Federated Learning at SECQUOIA

Beyond flood analysis, our team at SECQUOIA has advanced the use of Classical and Quantum Federated Learning across several scientific domains. Building on Flower's adaptable federated architecture, these efforts demonstrate how FL can extend to fields such as secure distributed computing, healthcare, and chemical engineering.

In secure QFL, we introduced Multimodal Quantum Federated Learning with Fully Homomorphic Encryption (MQFL-FHE), a framework that integrates quantum computing with encrypted federated aggregation to preserve privacy while maintaining model performance (Dutta et al., 2024).

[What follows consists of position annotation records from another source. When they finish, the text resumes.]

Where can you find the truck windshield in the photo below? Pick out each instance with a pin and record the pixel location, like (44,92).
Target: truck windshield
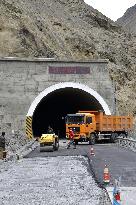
(75,119)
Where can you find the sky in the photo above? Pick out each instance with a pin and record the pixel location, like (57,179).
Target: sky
(113,9)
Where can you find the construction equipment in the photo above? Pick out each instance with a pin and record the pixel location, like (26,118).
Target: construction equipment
(50,141)
(94,125)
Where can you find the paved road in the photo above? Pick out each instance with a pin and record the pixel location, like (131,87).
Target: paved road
(50,181)
(121,162)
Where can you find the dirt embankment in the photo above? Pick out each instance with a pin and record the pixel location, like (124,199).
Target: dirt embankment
(70,29)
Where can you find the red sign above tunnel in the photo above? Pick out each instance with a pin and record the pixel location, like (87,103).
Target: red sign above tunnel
(69,70)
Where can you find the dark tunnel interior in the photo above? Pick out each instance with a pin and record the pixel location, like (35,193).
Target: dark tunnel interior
(53,108)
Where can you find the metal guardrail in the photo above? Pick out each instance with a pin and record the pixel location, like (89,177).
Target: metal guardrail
(127,143)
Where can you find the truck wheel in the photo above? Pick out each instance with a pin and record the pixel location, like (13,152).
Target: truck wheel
(122,135)
(113,137)
(76,142)
(92,139)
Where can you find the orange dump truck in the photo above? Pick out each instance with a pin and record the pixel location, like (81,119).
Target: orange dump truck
(93,125)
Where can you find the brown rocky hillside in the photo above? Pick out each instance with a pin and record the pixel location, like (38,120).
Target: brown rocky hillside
(70,29)
(128,20)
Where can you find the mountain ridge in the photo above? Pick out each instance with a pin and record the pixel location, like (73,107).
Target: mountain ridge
(70,29)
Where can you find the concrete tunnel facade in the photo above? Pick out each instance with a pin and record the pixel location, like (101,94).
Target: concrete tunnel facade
(52,105)
(38,92)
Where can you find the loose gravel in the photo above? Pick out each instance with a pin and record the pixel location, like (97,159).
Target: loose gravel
(52,181)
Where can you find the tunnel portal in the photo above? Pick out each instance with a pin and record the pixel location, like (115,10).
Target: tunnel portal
(53,108)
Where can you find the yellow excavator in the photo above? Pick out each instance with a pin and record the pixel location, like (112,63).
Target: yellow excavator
(50,141)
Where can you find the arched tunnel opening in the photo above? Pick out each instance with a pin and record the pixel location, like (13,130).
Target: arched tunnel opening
(54,107)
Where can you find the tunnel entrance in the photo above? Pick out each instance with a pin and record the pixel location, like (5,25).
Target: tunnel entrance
(52,105)
(56,105)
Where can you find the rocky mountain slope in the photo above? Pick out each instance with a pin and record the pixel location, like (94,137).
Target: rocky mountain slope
(70,29)
(128,20)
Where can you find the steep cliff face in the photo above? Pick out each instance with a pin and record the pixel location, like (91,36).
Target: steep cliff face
(70,29)
(128,20)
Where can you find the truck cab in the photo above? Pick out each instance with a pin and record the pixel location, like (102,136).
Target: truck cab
(83,125)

In healthcare, we proposed Federated Hierarchical Tensor Networks, a quantum-assisted architecture designed to enhance data efficiency and collaboration in medical imaging and diagnostics (Bhatia & Bernal Neira, 2024). This aligns with Flower's ongoing applications of federated learning in healthcare, as showcased in Flower's Healthcare Use Cases.

In chemical engineering, we have applied Federated Learning to tasks such as manufacturing optimization, multimodal data integration, and drug discovery, and created hands-on tutorials to help engineers adopt frameworks like Flower (Dutta et al., 2024). These efforts build upon our earlier work in privacy-preserving FL frameworks for chemical engineering, featured in the Flower & Chemical Engineering video tutorial.

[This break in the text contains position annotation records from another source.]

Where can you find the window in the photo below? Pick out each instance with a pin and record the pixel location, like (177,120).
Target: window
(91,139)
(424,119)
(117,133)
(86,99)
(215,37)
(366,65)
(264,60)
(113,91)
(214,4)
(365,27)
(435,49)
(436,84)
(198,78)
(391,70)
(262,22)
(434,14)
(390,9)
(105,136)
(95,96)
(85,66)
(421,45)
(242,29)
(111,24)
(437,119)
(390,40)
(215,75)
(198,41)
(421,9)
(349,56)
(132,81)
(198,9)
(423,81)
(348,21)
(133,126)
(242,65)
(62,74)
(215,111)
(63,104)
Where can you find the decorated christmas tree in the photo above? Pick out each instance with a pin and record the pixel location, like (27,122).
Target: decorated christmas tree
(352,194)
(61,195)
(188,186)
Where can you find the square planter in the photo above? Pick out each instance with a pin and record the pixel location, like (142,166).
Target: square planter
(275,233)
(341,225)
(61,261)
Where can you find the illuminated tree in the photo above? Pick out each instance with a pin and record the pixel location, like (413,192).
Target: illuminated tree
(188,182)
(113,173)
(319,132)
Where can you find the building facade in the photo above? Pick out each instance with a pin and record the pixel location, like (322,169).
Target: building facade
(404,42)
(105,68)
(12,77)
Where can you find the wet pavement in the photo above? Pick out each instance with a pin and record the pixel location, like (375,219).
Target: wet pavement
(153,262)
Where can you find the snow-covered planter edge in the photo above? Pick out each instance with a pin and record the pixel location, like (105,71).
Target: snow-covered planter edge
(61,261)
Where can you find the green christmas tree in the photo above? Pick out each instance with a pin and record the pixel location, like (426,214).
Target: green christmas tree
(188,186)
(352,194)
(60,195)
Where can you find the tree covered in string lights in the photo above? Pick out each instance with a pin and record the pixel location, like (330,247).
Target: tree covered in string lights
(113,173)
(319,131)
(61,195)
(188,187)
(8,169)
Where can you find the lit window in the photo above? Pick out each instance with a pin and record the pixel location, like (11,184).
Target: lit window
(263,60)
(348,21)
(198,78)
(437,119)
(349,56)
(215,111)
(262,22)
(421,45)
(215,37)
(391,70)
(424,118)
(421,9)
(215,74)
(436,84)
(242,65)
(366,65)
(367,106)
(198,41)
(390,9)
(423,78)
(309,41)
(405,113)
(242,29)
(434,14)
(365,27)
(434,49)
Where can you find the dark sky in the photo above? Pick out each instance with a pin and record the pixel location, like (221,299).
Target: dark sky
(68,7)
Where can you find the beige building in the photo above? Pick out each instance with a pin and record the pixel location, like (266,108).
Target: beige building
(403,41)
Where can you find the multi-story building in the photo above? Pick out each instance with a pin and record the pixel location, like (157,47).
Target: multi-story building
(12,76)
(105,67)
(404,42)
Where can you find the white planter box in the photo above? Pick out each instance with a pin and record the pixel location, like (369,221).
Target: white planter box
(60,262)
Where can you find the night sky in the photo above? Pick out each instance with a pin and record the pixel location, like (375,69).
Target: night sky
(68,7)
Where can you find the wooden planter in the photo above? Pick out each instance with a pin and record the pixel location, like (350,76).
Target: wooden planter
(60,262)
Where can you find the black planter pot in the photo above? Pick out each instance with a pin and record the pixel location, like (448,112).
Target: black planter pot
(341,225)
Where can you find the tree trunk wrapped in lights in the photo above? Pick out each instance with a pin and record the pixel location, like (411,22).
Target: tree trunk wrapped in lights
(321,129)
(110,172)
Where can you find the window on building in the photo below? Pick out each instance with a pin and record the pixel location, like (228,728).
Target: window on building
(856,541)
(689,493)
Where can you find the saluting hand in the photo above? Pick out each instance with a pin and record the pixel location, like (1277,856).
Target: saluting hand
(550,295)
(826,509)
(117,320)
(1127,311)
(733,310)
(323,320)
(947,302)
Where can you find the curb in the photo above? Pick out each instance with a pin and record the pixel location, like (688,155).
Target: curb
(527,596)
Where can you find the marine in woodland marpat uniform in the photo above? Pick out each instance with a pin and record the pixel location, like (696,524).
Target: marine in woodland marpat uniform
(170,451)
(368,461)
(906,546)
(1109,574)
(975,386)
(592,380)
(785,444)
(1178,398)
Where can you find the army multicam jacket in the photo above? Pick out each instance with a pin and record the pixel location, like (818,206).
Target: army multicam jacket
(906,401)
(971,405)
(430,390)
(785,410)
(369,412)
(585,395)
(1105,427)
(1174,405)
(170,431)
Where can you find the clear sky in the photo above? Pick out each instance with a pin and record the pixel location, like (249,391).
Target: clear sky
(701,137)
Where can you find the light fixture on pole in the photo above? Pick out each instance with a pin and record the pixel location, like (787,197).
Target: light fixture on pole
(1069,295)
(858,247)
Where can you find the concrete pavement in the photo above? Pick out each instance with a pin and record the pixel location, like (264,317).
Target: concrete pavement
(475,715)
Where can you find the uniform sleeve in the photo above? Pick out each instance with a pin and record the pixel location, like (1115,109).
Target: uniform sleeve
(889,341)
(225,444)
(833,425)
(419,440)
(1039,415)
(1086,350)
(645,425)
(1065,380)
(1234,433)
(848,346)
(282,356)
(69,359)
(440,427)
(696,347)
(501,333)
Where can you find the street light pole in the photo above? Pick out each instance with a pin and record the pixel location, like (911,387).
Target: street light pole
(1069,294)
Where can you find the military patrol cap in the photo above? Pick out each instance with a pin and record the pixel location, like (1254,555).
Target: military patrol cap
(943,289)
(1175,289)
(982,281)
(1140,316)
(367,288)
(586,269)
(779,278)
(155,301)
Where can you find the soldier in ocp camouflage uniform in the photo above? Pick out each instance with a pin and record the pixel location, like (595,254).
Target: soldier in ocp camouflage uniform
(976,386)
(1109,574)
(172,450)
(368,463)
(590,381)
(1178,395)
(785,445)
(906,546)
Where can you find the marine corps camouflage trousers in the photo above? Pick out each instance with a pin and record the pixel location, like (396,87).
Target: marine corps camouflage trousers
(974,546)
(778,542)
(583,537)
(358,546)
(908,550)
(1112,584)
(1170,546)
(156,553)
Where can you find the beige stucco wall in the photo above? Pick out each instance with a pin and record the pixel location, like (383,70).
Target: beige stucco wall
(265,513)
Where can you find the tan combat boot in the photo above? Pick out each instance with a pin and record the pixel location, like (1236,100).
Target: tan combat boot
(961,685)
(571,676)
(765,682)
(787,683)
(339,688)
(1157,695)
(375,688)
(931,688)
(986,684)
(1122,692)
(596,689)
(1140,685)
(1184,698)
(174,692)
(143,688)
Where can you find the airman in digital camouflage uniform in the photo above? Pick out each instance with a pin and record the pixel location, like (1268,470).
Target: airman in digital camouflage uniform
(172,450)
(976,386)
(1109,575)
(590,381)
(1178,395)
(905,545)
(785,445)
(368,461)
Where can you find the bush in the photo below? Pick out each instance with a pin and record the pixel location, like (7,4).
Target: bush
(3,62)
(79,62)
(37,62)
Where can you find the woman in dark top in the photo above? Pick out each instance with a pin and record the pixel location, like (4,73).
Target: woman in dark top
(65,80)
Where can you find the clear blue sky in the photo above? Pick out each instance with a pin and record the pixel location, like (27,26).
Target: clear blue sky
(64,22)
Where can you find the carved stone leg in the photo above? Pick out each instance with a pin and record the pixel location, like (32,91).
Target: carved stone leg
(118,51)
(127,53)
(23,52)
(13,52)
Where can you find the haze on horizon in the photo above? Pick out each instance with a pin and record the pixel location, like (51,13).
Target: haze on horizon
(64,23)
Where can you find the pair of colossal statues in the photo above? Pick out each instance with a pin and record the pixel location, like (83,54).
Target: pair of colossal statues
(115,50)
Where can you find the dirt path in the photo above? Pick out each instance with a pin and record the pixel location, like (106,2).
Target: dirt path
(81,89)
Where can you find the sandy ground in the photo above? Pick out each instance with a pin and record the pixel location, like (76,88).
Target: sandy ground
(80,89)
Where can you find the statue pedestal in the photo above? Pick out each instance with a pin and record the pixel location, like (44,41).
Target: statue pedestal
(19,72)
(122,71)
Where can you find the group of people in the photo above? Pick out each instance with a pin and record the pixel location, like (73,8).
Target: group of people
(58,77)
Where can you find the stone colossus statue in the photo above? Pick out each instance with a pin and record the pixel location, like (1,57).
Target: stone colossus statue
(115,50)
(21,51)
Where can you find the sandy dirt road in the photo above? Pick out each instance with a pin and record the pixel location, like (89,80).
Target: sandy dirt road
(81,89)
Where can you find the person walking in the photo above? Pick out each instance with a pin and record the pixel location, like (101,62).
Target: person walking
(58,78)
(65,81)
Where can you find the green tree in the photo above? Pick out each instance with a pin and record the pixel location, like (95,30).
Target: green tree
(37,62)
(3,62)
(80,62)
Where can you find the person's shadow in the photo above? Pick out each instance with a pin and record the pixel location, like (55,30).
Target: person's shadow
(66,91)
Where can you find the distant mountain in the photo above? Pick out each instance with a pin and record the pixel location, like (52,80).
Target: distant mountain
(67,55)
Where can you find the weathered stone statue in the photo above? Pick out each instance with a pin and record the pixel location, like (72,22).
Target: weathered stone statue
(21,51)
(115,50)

The Quantum Federated Learning Example in Flower

In our new Quickstart Quantum Federated Learning example, we demonstrate how to train a hybrid quantum-classical neural network on the CIFAR-10 dataset, containing 60,000 color images across 10 classes, with PennyLane and Flower. PennyLane is an open-source library for building and training quantum machine learning models. The project runs entirely on a quantum simulator by default (so no quantum hardware is required), and the device can be swapped by changing the PennyLane backend.

The hybrid model used in this tutorial combines classical convolutional feature extraction with a quantum-enhanced decision layer. The network begins with a standard Convolutional Neural Network (CNN) with two convolutional layers followed by fully connected layers to extract visual features from the CIFAR-10 images. The final dense layer reduces these features to match the number of qubits, feeding them into a PQC implemented in PennyLane. In the federated setup, each client trains its own model locally on different CIFAR-10 subsets. The Flower server then aggregates all client updates using FedAvg, forming a global hybrid model that’s redistributed for the next round.

We encourage you to experiment with the tutorial by adjusting the number of clients, qubits, or circuit depth to see how they affect learning performance and convergence!